Consider three independent Bernoulli random vectors $x,y,w$ of length $n$, where each entry follows the Bernoulli distribution $B$ with $P(B=0)=P(B=1)=\frac{1}{2}$.
$\langle x,w \rangle$ denotes the standard scalar product and, in this case, just counts the number of positions i = 1,...,n, where both entries are 1.
Let $X := \langle x,w \rangle$ and $Y := \langle y,w \rangle$. Clearly, $\mathbb{E}(X) = \mathbb{E}(Y) = \frac{n}{4}$.
Now, I'm interested in the random variable $Z := (X-Y)^2$ and in particular in the value of $\mathbb{E}(Z)$ as a function of $n$.

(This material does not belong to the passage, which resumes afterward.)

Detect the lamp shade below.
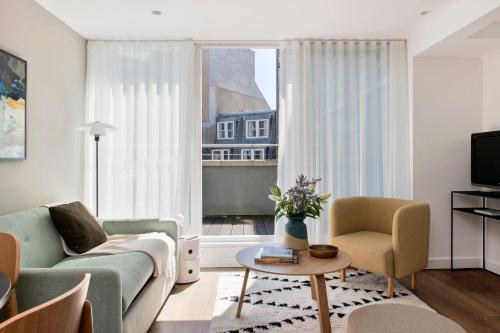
[77,121,118,136]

I have trouble evaluating this, because $X$ and $Y$ are not independent. I have tried to condition on $w$ and using the normal approximation of the binomial distribution, but didn't get anywhere.
When $n=1$ the expectation is $\frac14$ as there are $8$ equally likely combinations, two of which give $1$ and the other six give $0$
For $n>1$ each index's contribution is independent of the others, as the expectation of the difference is $0$ and they are identically distributed, and there are $n$ values of the index. So this is like adding variances.
So the overall expectation is $\dfrac n4$.